Tempted to give this a go - is it actually worth the time investment? I don't care that it's long as long as it's rewarding.

>> No.13666205

>>13666117
it genuinely is. all the memes here asides it's definitely worth the investment, some of the ideas hit harder than others but by the end each thread will pay off in an interesting way. also it's pretty self aware that it's treading a thin line between pretentious irreverence and preaching pseud/profound importance and sometimes deals with that in great ways.

>> No.13666234

>>13666205
>>13666117
What this anon said

>> No.13666257

>>13666234
>>13666205
I'll give it a stab then, thanks.

>> No.13666272

Nah you dont need notes desu, if youre really confused about a chapter use litcharts. Its a great book op well worth the read

>> No.13666522

>>13662294
Too Late, the master is not in there, Orin dug it up earlier and used it to kill all the people that fucked Avril in defense of his love for his father.
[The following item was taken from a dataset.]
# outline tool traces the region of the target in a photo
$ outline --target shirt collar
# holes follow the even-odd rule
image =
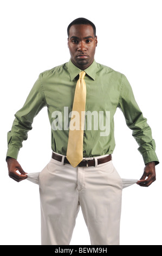
[[[69,60],[69,62],[68,62],[67,65],[70,73],[71,80],[73,81],[82,70],[74,65],[70,59]],[[87,69],[84,70],[86,73],[93,80],[95,80],[95,79],[96,66],[97,64],[94,60],[93,63],[89,66],[88,66]]]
The wheelchair assassins torture him with roaches and get the master and use it to destroy America because (obviously) Americans can't help but watch it, US society crumbles to the point of intercontinental war (fighter planes heard flying overheard while Hal sperges out in the Arizona college bathroom) and since Hal didn't watch Infinite Jest while on the DMZ the Wraith stole from Pemulis' ceiling hiding-place he has the purely anti-Entertainment (DMZ) experience of projecting outward without the Entertainment (IJ) experience of generating something inward which are meant to work in conjunction to bring out a happy communicable experience that Hal has lost since ingesting the mold (American techno-capitalist socialization during puberty) and supposedly in the manuscript Ortho Stice's original nickname was the "Wraithness" so maybe while his head was stuck to the window, Himself got into Stice's body, since Stice did feel someone's presence behind him, and "communicates" with Hal by playing against him at the Whataburger through Stice's body and can hear Hal's inner-thoughts, like we read at times but no one else could hear Hal say and just how Himself could hear Gately's mind without him speaking

>> No.13667147

Well, you all did it, time to read IJ again.